Ensuite la différence en psychiatrie autant d’infirmières que d’infirmiers, différence très appréciée par tout le monde, on a parlé des patients, mais les infirmières aiment bien aussi avoir quelques hommes à leurs cotés, très rassurant et bonne ambiance !
Et la différence majeure je dirais, celle que l’on ne remarque, j’en suis persuadé jamais, c’est d’être à la hauteur du patient !
Soit sur une chaise, soit à même hauteur que lui dans sa chambre quand il est couché ,soit assis à coté, en face ,dans un entretien, là est la différence avec une infirmière de soins généraux qui vient de sa hauteur à elle vous intimer vous préparer car elle veut faire un soin et ne passera aucun moment de relation verbale avec le patient, elle n’a pas le temps !

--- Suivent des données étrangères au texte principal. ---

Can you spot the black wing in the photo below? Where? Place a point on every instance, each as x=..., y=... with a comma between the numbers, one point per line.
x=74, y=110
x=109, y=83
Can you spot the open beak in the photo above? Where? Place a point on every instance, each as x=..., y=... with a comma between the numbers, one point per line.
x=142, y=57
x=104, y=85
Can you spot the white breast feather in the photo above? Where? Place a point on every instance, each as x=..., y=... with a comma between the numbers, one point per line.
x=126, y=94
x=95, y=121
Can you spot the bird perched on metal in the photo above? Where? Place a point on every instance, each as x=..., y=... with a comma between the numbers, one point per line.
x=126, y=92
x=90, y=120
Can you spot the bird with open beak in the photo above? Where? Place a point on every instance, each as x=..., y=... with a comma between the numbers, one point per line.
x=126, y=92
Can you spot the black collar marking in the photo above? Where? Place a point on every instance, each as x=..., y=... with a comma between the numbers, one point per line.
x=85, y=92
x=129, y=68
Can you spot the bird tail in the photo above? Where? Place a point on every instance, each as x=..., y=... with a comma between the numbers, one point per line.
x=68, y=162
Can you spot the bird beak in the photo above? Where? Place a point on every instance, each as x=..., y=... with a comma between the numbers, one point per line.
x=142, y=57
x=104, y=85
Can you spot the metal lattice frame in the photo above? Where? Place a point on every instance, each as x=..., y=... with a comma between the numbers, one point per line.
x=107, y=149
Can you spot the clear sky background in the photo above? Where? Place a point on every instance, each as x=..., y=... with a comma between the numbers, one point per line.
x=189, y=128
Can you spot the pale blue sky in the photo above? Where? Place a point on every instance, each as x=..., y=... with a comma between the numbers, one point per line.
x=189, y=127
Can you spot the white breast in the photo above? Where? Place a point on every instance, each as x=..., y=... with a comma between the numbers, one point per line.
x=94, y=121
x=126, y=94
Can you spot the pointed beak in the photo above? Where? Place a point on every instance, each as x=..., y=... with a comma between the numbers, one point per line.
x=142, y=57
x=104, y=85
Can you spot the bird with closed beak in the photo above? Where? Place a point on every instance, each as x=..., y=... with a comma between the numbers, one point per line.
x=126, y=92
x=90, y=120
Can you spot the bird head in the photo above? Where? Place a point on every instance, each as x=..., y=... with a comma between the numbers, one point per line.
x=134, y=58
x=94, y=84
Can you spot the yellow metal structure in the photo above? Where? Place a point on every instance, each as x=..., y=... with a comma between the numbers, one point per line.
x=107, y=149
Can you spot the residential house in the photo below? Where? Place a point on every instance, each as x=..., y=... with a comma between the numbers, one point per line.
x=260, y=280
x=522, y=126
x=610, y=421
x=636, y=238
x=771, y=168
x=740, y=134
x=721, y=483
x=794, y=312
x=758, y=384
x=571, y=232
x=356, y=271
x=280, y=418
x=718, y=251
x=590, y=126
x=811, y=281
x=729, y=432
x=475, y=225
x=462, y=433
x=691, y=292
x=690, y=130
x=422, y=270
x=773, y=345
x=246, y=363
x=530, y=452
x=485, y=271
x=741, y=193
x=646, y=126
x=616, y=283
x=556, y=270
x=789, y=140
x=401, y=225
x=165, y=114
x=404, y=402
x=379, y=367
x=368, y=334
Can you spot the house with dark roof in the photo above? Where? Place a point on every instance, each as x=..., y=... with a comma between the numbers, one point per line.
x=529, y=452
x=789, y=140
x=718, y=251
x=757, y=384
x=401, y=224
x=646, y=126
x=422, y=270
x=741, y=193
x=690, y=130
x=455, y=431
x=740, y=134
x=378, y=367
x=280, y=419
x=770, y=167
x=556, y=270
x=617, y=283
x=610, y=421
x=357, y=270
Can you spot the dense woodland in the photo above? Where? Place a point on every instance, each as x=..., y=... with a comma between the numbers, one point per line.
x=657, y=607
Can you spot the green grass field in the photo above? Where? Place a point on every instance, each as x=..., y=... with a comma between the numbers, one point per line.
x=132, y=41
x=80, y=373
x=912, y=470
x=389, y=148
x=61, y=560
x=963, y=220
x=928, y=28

Grande différence majeure pour une personne soignée, être a sa hauteur, c’est  se mettre à sa place pour le comprendre voilà un rôle important que personne ne remarque jamais !

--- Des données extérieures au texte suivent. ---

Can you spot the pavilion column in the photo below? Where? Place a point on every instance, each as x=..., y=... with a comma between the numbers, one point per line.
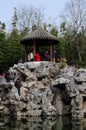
x=51, y=51
x=34, y=48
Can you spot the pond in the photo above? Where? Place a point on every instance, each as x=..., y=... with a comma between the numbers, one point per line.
x=42, y=123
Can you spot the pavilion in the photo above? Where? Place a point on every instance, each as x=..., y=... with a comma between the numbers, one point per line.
x=39, y=38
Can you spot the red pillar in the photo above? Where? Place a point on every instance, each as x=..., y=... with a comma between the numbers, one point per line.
x=26, y=55
x=51, y=51
x=34, y=48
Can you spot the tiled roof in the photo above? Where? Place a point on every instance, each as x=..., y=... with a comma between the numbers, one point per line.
x=39, y=34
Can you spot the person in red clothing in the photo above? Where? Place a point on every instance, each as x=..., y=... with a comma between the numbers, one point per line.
x=37, y=57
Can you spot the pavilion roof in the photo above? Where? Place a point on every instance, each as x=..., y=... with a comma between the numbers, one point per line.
x=39, y=34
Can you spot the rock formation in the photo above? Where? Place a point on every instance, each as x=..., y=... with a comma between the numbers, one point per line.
x=43, y=88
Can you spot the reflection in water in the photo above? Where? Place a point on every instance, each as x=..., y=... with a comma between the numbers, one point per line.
x=42, y=123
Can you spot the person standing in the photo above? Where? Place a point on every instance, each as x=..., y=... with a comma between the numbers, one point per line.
x=54, y=56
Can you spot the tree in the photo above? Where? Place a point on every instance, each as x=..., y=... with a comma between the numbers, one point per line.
x=75, y=17
x=27, y=17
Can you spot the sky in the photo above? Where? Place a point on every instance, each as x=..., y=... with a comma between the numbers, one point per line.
x=53, y=8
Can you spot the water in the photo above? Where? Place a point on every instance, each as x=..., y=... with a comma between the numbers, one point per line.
x=44, y=123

Dernière observation : merci dans ma carrière à celles qui sont venues en psychiatrie travailler auprès de nous car elles ont pour certaines appris beaucoup de choses, sur le terrain et ont changé leur comportement au niveau du soin et de la relation.
Cela n’est pas sans intérêt, mais nous avons que c’était un comportement sans aucune arrière-pensée même si elles en tiraient des bénéfices secondaires comme on dit !
Travailler avec des hommes, apprendre autre chose soigner autrement, mais aussi grands regrets quand nous serons complètement disparus des services, « I.S.P.en voie de disparition » !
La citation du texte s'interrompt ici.